Watching my mother pull two twenty-pound notes out of her pocket, in keeping with our tradition of me leaving at short notice, she paused for a moment, then slipped one back, looking up to check if I’d noticed this internal calculation. Out of fear, she explained, I’d overdose with the second. As confidence in my progress goes, that didn’t spark much hope in their view of it. Not that I blame her, but we were past the petty change strata and well and truly into the uncharted waters of supplier-level purchasing just to fund my own use, so £40 wasn’t worth worrying over. I mean, hell, at my peak, I was taking out £200 at every chance I got. Shortly after confessing my dilemma, my father consulted my mother, asking whether I’d be able to work around solvents when down at his house. That really was salt in the wound. I mean, really, who do these people think I am? I guess that’s where the problems really lay their head: they didn’t know. Growing up, I had no interest in showing who or what I am, so when the inevitable request for help came along, they seemed to struggle with knowing where to start. My father’s face when I told him the age I started using drugs—it was like telling lies with proof. I’ll always disagree with my father on countless topics, and often he’ll even look to out-do me in areas he truly has no reason to know.
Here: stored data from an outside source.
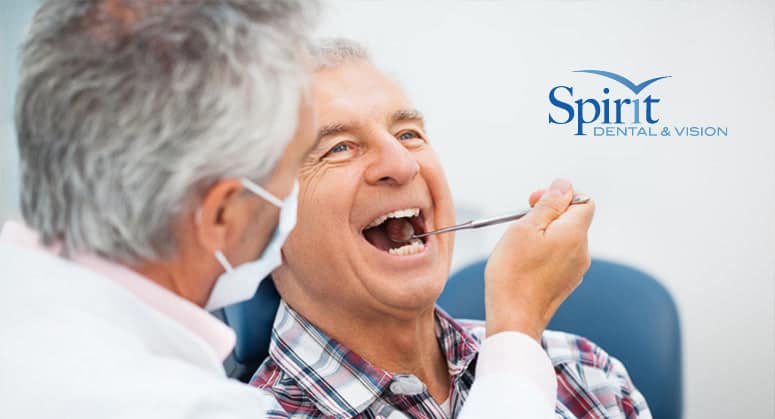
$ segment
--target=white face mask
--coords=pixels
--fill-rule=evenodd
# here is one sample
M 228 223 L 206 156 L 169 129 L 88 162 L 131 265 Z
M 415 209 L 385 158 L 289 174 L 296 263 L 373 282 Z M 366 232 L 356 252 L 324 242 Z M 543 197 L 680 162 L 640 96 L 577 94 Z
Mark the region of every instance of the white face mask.
M 296 226 L 296 207 L 299 197 L 299 183 L 294 182 L 290 195 L 282 201 L 255 183 L 242 179 L 242 185 L 249 191 L 264 198 L 280 208 L 280 220 L 277 228 L 266 245 L 261 256 L 253 262 L 232 267 L 226 256 L 220 250 L 215 252 L 215 258 L 226 270 L 215 281 L 213 292 L 207 300 L 205 309 L 208 311 L 239 303 L 253 298 L 261 281 L 283 264 L 281 249 L 285 239 Z

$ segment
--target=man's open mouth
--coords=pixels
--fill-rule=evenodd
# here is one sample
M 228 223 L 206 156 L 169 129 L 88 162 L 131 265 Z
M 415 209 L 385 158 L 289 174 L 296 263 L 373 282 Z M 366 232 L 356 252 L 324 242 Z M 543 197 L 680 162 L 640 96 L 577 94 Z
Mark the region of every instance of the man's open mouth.
M 419 208 L 407 208 L 380 215 L 363 229 L 363 236 L 383 252 L 409 256 L 425 249 L 426 239 L 412 235 L 425 233 L 425 218 Z

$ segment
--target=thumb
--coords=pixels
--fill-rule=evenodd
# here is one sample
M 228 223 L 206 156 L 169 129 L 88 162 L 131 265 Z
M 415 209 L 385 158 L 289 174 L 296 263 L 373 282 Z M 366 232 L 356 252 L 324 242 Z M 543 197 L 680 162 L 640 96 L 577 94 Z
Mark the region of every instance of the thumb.
M 525 216 L 526 223 L 545 230 L 557 217 L 562 215 L 573 198 L 570 182 L 556 179 Z
M 539 189 L 533 193 L 530 194 L 530 198 L 528 198 L 527 202 L 530 204 L 530 208 L 533 208 L 536 206 L 536 203 L 539 199 L 541 199 L 541 196 L 546 192 L 544 189 Z

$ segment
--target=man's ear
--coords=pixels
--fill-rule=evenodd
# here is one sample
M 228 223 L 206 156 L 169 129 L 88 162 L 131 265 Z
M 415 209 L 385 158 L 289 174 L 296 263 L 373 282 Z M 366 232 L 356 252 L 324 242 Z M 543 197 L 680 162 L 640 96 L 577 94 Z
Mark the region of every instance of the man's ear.
M 205 192 L 196 214 L 196 236 L 202 247 L 212 253 L 237 240 L 249 220 L 246 200 L 239 179 L 216 182 Z

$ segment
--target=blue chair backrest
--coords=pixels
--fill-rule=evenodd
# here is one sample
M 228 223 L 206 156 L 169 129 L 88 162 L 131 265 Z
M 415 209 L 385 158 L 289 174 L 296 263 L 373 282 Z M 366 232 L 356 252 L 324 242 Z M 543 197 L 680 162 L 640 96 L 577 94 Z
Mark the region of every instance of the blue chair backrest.
M 234 351 L 224 363 L 230 377 L 247 382 L 269 356 L 272 325 L 279 305 L 280 295 L 277 294 L 272 277 L 267 277 L 253 298 L 214 313 L 237 335 Z
M 453 317 L 484 319 L 485 264 L 474 263 L 450 277 L 438 302 Z M 628 266 L 593 260 L 549 328 L 584 336 L 622 361 L 653 417 L 681 418 L 678 311 L 654 278 Z

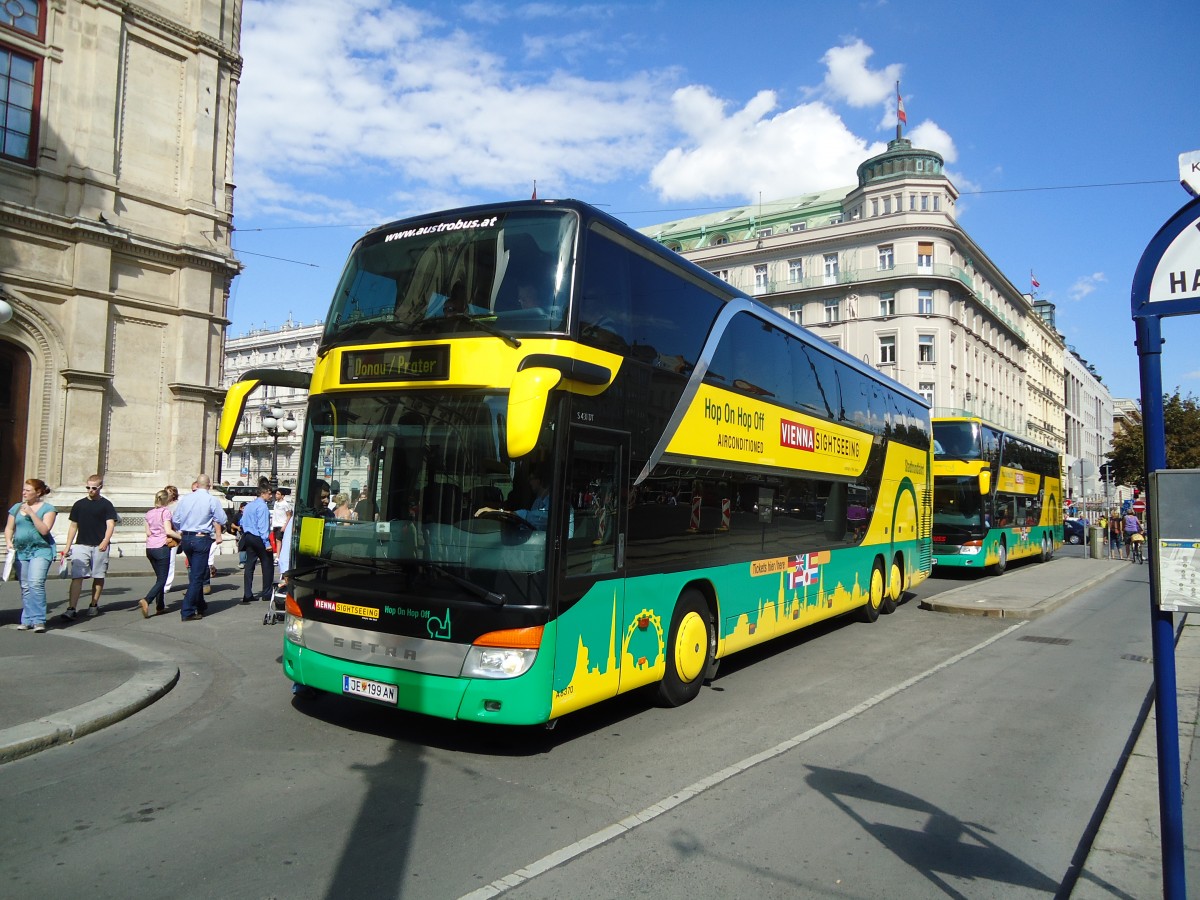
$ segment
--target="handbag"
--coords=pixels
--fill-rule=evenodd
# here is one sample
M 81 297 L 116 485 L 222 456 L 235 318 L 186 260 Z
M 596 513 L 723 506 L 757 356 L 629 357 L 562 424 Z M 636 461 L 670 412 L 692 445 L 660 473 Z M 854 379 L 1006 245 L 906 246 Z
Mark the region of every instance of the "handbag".
M 170 548 L 172 548 L 172 549 L 174 549 L 174 548 L 178 547 L 178 546 L 179 546 L 179 541 L 178 541 L 178 539 L 176 539 L 176 538 L 173 538 L 173 537 L 171 537 L 171 536 L 168 534 L 168 535 L 167 535 L 167 546 L 168 546 L 168 547 L 170 547 Z

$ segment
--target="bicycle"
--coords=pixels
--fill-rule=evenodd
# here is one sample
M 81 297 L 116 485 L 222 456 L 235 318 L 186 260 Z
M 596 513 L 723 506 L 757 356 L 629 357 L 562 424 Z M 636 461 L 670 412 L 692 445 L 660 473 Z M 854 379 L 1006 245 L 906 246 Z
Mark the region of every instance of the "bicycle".
M 1143 538 L 1140 534 L 1135 534 L 1130 539 L 1130 541 L 1129 541 L 1129 548 L 1130 548 L 1129 561 L 1130 562 L 1135 562 L 1139 566 L 1142 564 L 1142 562 L 1145 559 L 1145 557 L 1142 555 L 1142 544 L 1144 544 L 1144 543 L 1146 543 L 1145 538 Z

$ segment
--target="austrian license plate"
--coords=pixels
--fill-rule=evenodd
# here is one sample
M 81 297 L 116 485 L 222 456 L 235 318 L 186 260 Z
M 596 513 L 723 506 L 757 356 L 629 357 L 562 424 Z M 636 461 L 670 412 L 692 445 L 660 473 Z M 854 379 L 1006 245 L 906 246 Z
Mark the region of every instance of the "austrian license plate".
M 380 703 L 396 705 L 400 696 L 394 684 L 384 684 L 382 681 L 368 681 L 366 678 L 342 676 L 342 693 L 353 694 L 356 697 L 366 697 L 368 700 L 378 700 Z

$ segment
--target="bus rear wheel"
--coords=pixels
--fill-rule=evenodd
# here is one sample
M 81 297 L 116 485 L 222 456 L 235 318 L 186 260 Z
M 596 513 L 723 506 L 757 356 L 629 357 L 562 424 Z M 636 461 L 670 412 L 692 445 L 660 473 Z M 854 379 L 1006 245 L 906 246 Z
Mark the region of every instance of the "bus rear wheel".
M 1004 543 L 1004 538 L 1001 538 L 1000 543 L 996 545 L 996 563 L 988 571 L 993 575 L 1003 575 L 1006 568 L 1008 568 L 1008 545 Z
M 1050 557 L 1054 555 L 1054 544 L 1050 540 L 1050 535 L 1042 535 L 1042 552 L 1038 556 L 1038 562 L 1049 562 Z
M 667 671 L 658 683 L 659 704 L 682 706 L 694 700 L 704 685 L 704 673 L 716 650 L 717 632 L 708 604 L 699 591 L 684 591 L 671 617 Z
M 892 559 L 891 571 L 888 572 L 887 590 L 883 592 L 883 603 L 879 611 L 885 616 L 891 615 L 900 605 L 900 597 L 904 594 L 904 564 L 897 554 Z
M 879 618 L 879 613 L 883 609 L 887 597 L 887 588 L 883 580 L 883 560 L 875 560 L 875 565 L 871 566 L 871 584 L 867 588 L 867 602 L 859 609 L 859 615 L 862 616 L 864 622 L 874 622 Z

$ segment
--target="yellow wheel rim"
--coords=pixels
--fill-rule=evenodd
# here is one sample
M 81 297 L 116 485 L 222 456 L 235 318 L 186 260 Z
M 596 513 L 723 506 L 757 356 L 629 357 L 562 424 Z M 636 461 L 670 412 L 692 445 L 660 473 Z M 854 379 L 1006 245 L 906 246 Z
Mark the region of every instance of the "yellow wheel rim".
M 675 671 L 684 682 L 695 681 L 708 656 L 708 626 L 694 612 L 684 616 L 675 635 Z
M 900 599 L 900 592 L 904 590 L 903 578 L 900 575 L 900 566 L 892 563 L 892 577 L 888 581 L 888 596 L 893 600 Z
M 871 606 L 879 609 L 883 605 L 883 572 L 876 566 L 871 570 Z

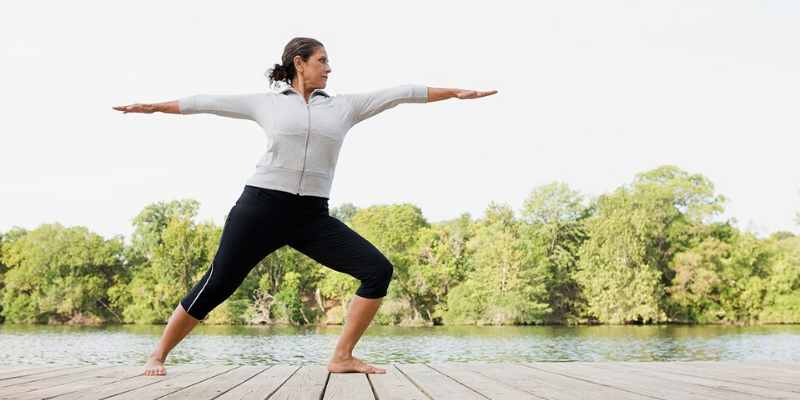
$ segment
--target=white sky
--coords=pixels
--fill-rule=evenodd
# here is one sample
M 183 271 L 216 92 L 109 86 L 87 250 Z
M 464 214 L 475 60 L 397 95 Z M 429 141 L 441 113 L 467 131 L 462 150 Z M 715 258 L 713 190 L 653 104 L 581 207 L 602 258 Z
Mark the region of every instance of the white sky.
M 733 0 L 0 2 L 0 232 L 128 237 L 146 205 L 184 198 L 222 224 L 259 126 L 111 106 L 265 91 L 295 36 L 325 44 L 332 94 L 499 90 L 356 126 L 331 207 L 478 217 L 554 180 L 599 195 L 671 164 L 714 182 L 740 228 L 800 234 L 800 3 Z

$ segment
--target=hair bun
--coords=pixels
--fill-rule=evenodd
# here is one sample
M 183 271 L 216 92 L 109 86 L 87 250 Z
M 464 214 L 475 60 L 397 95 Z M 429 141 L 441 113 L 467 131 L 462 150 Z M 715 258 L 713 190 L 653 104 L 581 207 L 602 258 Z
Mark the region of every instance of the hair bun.
M 280 64 L 273 65 L 272 68 L 267 70 L 266 75 L 269 77 L 270 82 L 286 81 L 286 78 L 288 78 L 286 68 Z

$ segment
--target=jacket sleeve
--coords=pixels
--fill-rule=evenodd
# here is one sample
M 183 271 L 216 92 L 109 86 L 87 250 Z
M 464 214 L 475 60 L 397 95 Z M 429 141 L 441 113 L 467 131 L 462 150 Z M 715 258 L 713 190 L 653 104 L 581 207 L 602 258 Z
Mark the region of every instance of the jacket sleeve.
M 374 92 L 345 94 L 342 96 L 353 108 L 352 123 L 355 125 L 398 104 L 427 103 L 428 87 L 402 85 Z
M 178 99 L 181 114 L 215 114 L 222 117 L 255 121 L 256 109 L 266 93 L 209 95 L 198 94 Z

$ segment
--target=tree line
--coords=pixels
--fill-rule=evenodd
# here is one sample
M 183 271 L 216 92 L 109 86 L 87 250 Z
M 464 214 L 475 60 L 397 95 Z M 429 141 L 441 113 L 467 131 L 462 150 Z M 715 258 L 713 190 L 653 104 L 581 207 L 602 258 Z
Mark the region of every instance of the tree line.
M 412 204 L 331 215 L 395 267 L 377 324 L 800 322 L 800 237 L 716 221 L 724 203 L 702 175 L 663 166 L 597 197 L 539 186 L 521 210 L 492 203 L 480 218 L 431 223 Z M 198 207 L 147 206 L 129 245 L 58 223 L 0 235 L 0 318 L 165 323 L 222 234 Z M 285 247 L 205 323 L 342 323 L 358 284 Z

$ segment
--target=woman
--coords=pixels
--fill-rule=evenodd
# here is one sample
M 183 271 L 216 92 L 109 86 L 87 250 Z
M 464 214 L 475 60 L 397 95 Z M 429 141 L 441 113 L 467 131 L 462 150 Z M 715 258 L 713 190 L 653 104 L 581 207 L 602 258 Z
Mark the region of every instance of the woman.
M 211 266 L 175 309 L 144 367 L 145 375 L 166 374 L 163 363 L 169 352 L 233 294 L 259 261 L 285 245 L 361 281 L 328 370 L 385 373 L 352 355 L 386 295 L 392 265 L 366 239 L 328 214 L 342 141 L 353 125 L 400 103 L 476 99 L 496 93 L 405 85 L 332 97 L 322 91 L 331 73 L 328 54 L 322 43 L 310 38 L 292 39 L 284 49 L 282 64 L 267 72 L 271 85 L 285 83 L 281 90 L 114 107 L 126 114 L 211 113 L 251 119 L 261 125 L 268 139 L 255 174 L 228 214 Z

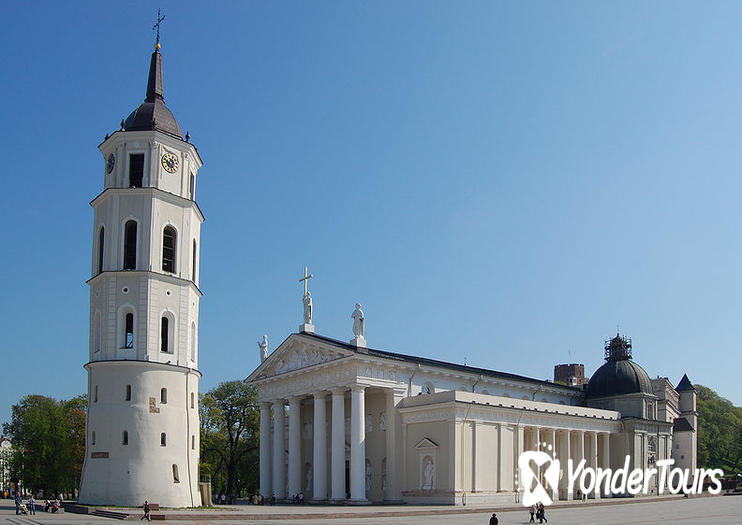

Drugs, for example—he’s constantly referring to me as the one in the family closest to death, which struck me as odd the first time I heard this. “Me?” “What about you?” His finishing line, which will forever haunt me as the worst thing to tell a drug addict, played on repeat throughout his dialogue: “You. Are. A. Drug. Addict.” I mean, he’s right, but come on, there’s having a problem and then having it weaponised and thrown back at you—it’s like refusing the ladder and being told, “Keep digging, maybe you’ll find one down there.”